Document-Related Risks Infuse the Entire Organization

Document-Related Risks Infuse the Entire Organization
Posted on by Dominic Keogh

Ineffective document processes have harmed three of four organizations in the past five years, as was detailed in last week’s post written by Joseph Pucciarelli. That’s the tip of the iceberg, however, so we’ll dig a little deeper into our findings here and in our next few posts. The goal is to help you successfully address document-related challenges in your own organization.
Documents, often overlooked, are really the lifeblood of the enterprise, the study affirms. Over 40 percent of business activities rely on information captured in documents, our research found. These document-driven activities span customer-facing processes in sales and marketing; non-customer-facing processes in HR, manufacturing, and other back-office operations; and processes that manage risk around business continuity and information security. Forty percent may even be a conservative estimate: “I don’t think there’s a process out there that doesn’t have some sort of document or documents attached to it,” the VP for Global IT at a large cosmetics manufacturer told us.
Many of these document-driven processes – between 31 and 39 percent – continue to rely on paper. Although that may sound like a problem in the digital age, the medium is not necessarily the problem. Paper-based processes in this study emerged as some of the most effective activities. Many electronically based processes turned out to be the least effective.
Whether paper or electronic, document processes generally need improvement, the study found.

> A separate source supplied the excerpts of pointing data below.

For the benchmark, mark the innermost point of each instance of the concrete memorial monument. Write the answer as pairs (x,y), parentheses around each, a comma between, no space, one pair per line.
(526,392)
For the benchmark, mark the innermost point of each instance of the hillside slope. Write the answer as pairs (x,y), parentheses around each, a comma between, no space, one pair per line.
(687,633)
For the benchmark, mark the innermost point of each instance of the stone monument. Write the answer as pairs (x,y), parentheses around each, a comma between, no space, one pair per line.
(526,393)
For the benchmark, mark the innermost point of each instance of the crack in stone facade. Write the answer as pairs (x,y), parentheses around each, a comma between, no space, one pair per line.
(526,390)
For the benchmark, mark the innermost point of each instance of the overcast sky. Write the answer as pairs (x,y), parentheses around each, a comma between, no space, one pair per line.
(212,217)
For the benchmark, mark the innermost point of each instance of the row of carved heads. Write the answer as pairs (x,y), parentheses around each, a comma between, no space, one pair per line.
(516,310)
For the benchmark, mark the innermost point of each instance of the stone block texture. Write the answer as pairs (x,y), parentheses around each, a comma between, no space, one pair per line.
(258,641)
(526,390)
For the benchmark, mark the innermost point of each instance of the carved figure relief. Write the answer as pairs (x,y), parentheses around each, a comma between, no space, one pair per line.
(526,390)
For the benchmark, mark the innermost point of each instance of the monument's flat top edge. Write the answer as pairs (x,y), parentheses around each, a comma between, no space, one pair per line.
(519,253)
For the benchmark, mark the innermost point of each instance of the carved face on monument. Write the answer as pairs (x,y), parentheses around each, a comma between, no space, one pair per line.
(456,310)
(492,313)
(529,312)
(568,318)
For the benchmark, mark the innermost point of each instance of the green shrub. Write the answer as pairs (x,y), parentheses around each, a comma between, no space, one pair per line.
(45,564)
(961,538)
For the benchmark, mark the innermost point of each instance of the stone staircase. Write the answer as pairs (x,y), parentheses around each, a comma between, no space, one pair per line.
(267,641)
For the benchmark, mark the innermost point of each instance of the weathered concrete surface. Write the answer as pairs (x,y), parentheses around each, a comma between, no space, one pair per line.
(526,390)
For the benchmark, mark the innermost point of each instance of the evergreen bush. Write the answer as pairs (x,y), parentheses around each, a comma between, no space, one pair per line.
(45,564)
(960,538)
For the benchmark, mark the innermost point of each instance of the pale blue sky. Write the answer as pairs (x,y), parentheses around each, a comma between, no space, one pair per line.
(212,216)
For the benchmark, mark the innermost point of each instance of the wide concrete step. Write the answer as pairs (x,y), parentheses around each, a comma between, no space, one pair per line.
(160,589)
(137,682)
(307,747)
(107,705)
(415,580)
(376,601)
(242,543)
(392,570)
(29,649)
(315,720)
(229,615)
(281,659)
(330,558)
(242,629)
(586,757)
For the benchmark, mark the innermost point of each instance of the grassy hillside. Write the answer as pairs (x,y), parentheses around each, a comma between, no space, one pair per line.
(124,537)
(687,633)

Consider these findings:
  • 45 percent of respondents reported that their document-driven processes related to risk mitigation were inefficient or ineffective;
  • 39 percent reported that non-customer-facing document processes were lacking; and
  • 36 percent reported that customer-facing document processes were inefficient or ineffective.
As you can see, problems are not isolated to any one business area; they run across a wide spectrum of processes. As a result, organizations are exposing themselves to a high degree of business risk.
“It only takes one mishap to damage a reputation,” in the words of one study participant, a VP with responsibilities for marketing/product management at a global financial services firm. Where are your vulnerabilities? Where is that one mishap most likely to occur? How likely is it? How serious would the impact be?